Die Versammlungsfreiheit, die Meinungsfreiheit, die Pressefreiheit und die Freiheit des Individuums vor der Willkür des Staates sind für sie ganz essenzielle Voraussetzungen für Sozialismus. Sie hatte eine Wahnsinnsangst vor einer Sektenherrschaft, vor einer Minderheitendiktatur, die natürlich nur dann funktionieren kann, wenn sie politische Rechte abschaffen. Sie war der Meinung, eine Partei kann nicht die Emanzipation der Unterdrückten ersetzen. Sie glaubte, dass die Menschen ihrer Interessen gewahr werden müssen. Und das funktioniert nur in einem Rechtsstaat, wo Öffentlichkeit herrscht, wo Pressefreiheit herrscht. Das alles ist natürlich heute nicht sehr im Bewusstsein, aber wir tun unser Bestes, indem wir ihre Werke bergen und veröffentlichen. Und indem wir Veranstaltungen machen, wenn die Lage es wieder zulässt.


In der DDR nahm das Gedenken an Rosa Luxemburg und Karl Liebknecht einen wichtigen Stellenwert ein, wie aber wäre wohl Luxemburgs Einstellung zur damaligen SED-Führung gewesen?


Nun, das war ja ein gespaltenes Gedenken. Ihr Denken war ja eigentlich verpönt und man hatte bereits in den Zwanziger Jahren einen Luxemburgismus erfunden, der mit ihrem Denken nichts zu tun hatte. Man hat ihr da diverse Dinge angedichtet, um vergessen zu machen, was die Frau eigentlich wirklich wollte. Dieser Unsinn war sehr erfolgreich. Man findet ihn nach wie vor auf vielen Webseiten und in zahlreichen Büchern sowieso. Das hat man in der DDR anfangs exzessiv gemacht, da gab es ein Buch, wo nochmal alle Märchen wunderbar aufgewärmt wurden. Das wurde den Leuten in der DDR quasi eingeprügelt, auf dass sie möglichst nie auf die Idee kämen, Rosa Luxemburg im Original zu lesen. Andererseits brauchte man natürlich die Leiche. Man musste ja seine eigene Herrschaft legitimieren. Da nahm man sich gerne Leute, die tot waren und sich nicht mehr wehren konnten. Rosa Luxemburg und Karl Liebknecht waren natürlich die Paradepferde. Man stellte sie auf eine Säule und zwar auf eine ganz hohe, damit man sie nicht sah, und ließ am zweiten Sonntag im Januar Zehntausende am vermeintlichen Grab vorbeilaufen. Die Verteufelung der Luxemburg wurde in den späten Fünfziger Jahren zurückgenommen. Nicht in dem Sinne, dass man sie dementiert hätte, man hörte einfach auf darüber zu sprechen, so wie das damals im Ostblock war.

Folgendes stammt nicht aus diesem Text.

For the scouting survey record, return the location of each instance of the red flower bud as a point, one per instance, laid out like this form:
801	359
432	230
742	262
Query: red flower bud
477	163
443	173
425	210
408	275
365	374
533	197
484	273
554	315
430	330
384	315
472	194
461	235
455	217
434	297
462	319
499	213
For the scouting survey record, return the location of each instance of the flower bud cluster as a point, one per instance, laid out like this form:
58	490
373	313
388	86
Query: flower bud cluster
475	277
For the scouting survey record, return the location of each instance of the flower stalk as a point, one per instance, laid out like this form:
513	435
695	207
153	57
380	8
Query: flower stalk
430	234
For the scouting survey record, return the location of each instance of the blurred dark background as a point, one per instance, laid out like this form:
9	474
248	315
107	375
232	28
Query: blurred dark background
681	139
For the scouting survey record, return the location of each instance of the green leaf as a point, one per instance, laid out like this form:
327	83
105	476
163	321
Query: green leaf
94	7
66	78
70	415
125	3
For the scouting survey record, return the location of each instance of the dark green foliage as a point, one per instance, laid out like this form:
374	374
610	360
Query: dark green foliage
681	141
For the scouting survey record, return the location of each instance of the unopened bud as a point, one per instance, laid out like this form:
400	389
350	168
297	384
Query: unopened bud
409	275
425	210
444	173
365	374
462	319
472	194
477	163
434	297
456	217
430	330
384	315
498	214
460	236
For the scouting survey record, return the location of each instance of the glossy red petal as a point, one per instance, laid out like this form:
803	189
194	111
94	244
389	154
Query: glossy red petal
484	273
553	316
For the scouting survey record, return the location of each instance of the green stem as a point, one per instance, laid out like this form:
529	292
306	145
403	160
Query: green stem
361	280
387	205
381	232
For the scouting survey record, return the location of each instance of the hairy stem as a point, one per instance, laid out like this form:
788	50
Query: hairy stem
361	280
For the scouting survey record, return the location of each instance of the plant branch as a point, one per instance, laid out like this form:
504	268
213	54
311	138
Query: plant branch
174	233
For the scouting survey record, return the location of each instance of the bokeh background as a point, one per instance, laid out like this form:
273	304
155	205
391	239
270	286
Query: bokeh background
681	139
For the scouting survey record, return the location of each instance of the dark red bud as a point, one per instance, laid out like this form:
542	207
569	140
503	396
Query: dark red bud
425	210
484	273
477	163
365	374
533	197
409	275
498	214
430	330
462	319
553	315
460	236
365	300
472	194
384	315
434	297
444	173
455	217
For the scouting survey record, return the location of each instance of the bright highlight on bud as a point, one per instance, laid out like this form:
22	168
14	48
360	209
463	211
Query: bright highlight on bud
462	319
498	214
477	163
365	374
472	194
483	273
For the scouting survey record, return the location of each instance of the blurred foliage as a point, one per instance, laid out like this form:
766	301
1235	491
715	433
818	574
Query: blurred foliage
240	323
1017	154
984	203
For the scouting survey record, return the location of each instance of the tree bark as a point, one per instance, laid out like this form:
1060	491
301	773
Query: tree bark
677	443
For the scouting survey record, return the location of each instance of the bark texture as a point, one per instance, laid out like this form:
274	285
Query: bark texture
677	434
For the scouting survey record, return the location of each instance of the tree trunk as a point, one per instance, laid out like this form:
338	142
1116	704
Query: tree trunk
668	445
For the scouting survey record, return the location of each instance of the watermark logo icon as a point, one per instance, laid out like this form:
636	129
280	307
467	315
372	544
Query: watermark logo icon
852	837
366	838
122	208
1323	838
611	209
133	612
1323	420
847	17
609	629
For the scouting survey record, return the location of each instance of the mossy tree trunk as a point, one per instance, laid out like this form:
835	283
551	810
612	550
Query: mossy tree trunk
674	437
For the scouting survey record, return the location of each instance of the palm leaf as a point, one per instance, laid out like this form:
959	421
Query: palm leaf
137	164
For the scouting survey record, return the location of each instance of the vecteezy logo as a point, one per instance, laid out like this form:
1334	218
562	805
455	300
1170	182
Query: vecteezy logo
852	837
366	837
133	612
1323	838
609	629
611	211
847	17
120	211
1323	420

Was wenige wissen, Rosa Luxemburg war nicht nur politische Aktivistin, sondern auch Übersetzerin, hat Briefe von hoher literarischer Güte geschrieben und Herbarien erstellt. Wie war die Person Rosa Luxemburg?


Luxemburg entstammte einem zwar nicht sehr wohlhabenden, aber sehr gebildeten Bürgertum. Mütterlicherseits stammte sie von einer Rabbinerfamilie ab. Das waren nicht nur Religionslehrer, sondern auch hochgebildete Leute, so dass Bildung in ihrer Familie von je her einen hohen Stellenwert hatte. Der Vater war von seinem Vater zur Ausbildung nach Deutschland geschickt worden. Das war ein Bildungsbürgertum aus einem Landstrich, man muss sich einen Streifen vorstellen, der etwa von der Ostsee bei Estland und Litauen quer durch Polen bis runter nach Odessa ans Schwarze Meer ging. Diese Gegend war mehrsprachig, eine ganz eigene Kultur in unterschiedlichen Staaten, sehr kosmopolitisch. Bei ihr zuhause wurde Polnisch gesprochen. Kein Jiddisch, das war eher verpönt. Die Mutter sprach zusätzlich Französisch. Ihr Abitur hat Rosa Luxemburg mit Auszeichnung und gezwungenermaßen auf Russisch abgelegt. Sie wuchs quasi viersprachig auf, hat früh angefangen zu schreiben und Kultur war quasi die Luft, die sie atmete. In ihrem Elternhaus schätzte man die deutsche Kultur, die Literatur, vor allem Schiller. Manche Experten meinen, dass sie aufgrund ihrer Behinderung ihre intellektuellen Fähigkeiten umso mehr ausgebildet hat. Sie hatte eine hohe Sensibilität und eine sehr ganzheitliche Weltsicht, also sie unterschied nicht groß zwischen Menschen und Tieren. Sie war in die Vögel genauso vernarrt wie in ihre Liebhaber – vielleicht gar noch mehr.